The EPA has also stated that its PFAS definition specifically excluded chemicals that had a single fully fluorinated carbon because, the agency asserted, they do not display the persistence properties commonly associated with forever chemicals. The EPA’s final rule for its PFAS definition cites a single study to support this assertion. However, the only instance where this study mentions the lack of persistence of chemicals with one fully fluorinated carbon is when it directly quotes the EPA’s response to a petition from communities seeking greater PFAS oversight by the EPA. Therefore, the agency is essentially citing its own position as evidence to support its position.

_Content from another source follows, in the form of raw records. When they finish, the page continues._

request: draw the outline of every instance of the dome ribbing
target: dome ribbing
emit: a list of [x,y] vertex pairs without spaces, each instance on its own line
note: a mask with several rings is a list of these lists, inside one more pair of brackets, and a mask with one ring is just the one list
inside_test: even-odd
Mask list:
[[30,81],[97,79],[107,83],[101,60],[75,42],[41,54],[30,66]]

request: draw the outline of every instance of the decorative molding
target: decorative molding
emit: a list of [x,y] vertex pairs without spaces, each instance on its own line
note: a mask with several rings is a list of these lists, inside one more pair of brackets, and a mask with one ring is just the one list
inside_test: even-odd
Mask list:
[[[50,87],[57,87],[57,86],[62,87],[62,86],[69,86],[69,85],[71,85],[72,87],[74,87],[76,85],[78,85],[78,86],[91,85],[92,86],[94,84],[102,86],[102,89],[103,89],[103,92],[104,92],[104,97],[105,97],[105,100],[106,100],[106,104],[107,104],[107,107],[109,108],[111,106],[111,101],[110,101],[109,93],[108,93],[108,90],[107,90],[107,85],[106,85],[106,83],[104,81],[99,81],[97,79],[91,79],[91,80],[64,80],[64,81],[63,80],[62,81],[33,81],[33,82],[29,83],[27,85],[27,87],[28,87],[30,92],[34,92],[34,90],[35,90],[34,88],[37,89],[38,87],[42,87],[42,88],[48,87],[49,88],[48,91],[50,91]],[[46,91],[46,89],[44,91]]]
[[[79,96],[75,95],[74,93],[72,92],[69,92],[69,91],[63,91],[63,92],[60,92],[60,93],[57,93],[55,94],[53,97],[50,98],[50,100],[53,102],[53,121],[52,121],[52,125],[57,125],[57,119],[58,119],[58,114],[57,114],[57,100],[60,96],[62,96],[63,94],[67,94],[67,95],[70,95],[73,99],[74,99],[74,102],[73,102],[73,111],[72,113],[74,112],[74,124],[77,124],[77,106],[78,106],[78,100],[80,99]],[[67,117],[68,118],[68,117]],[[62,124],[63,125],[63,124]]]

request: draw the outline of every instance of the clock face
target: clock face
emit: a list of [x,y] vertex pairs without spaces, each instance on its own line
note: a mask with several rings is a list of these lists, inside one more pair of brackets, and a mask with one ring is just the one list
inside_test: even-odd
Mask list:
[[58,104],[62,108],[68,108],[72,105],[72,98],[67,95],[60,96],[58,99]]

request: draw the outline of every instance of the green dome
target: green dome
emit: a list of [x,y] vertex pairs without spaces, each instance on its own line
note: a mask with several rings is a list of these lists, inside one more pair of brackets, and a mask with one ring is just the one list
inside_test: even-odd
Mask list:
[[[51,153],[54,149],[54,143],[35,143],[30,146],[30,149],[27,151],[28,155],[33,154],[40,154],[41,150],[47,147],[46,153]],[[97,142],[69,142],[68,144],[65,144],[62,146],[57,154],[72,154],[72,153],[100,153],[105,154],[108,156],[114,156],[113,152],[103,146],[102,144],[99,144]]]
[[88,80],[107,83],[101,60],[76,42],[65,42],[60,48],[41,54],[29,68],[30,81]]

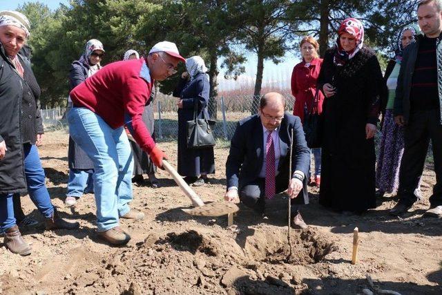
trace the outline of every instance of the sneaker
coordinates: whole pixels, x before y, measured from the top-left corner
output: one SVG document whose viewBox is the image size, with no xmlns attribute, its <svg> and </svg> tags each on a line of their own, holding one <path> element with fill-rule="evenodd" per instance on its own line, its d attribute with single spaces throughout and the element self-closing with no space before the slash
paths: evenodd
<svg viewBox="0 0 442 295">
<path fill-rule="evenodd" d="M 64 204 L 66 205 L 66 207 L 74 206 L 77 203 L 77 199 L 79 199 L 79 198 L 71 197 L 68 196 L 66 197 L 66 200 L 64 200 Z"/>
<path fill-rule="evenodd" d="M 131 209 L 130 211 L 122 216 L 122 218 L 124 219 L 133 219 L 136 220 L 141 220 L 144 218 L 144 213 L 140 212 L 134 209 Z"/>
<path fill-rule="evenodd" d="M 126 245 L 131 240 L 131 236 L 119 227 L 113 227 L 105 231 L 99 231 L 98 236 L 112 245 Z"/>
<path fill-rule="evenodd" d="M 34 225 L 38 225 L 39 222 L 36 220 L 28 216 L 25 216 L 20 222 L 18 222 L 17 225 L 19 227 L 32 227 Z"/>
<path fill-rule="evenodd" d="M 442 217 L 442 206 L 437 206 L 434 208 L 428 209 L 423 213 L 423 215 L 430 217 Z"/>
<path fill-rule="evenodd" d="M 396 206 L 394 206 L 394 208 L 390 211 L 389 214 L 394 216 L 398 216 L 400 215 L 405 214 L 408 212 L 408 210 L 412 207 L 412 205 L 407 205 L 405 204 L 398 202 Z"/>
</svg>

Many fluorinated chemicals that meet the widely accepted science-based PFAS definition, but do not meet the EPA’s PFAS definition, are incredibly persistent. To name just a few, carbon tetrafluoride has an atmospheric half-life of 50,000 years and TFA is thought to have an aqueous half-life of several hundreds of years and is considered a legacy pollutant.
Chemicals with single fully fluorinated carbons can stick around for generations or longer, which was the basis for their inclusion in the widely accepted PFAS definition. Most PFAS pesticides are expected to eventually degrade into the forever chemical TFA over a span of months to decades depending on the chemical properties of the individual pesticide.
The Center for Biological Diversity is a national, nonprofit conservation organization with more than 1.8 million members and online activists dedicated to the protection of endangered species and wild places.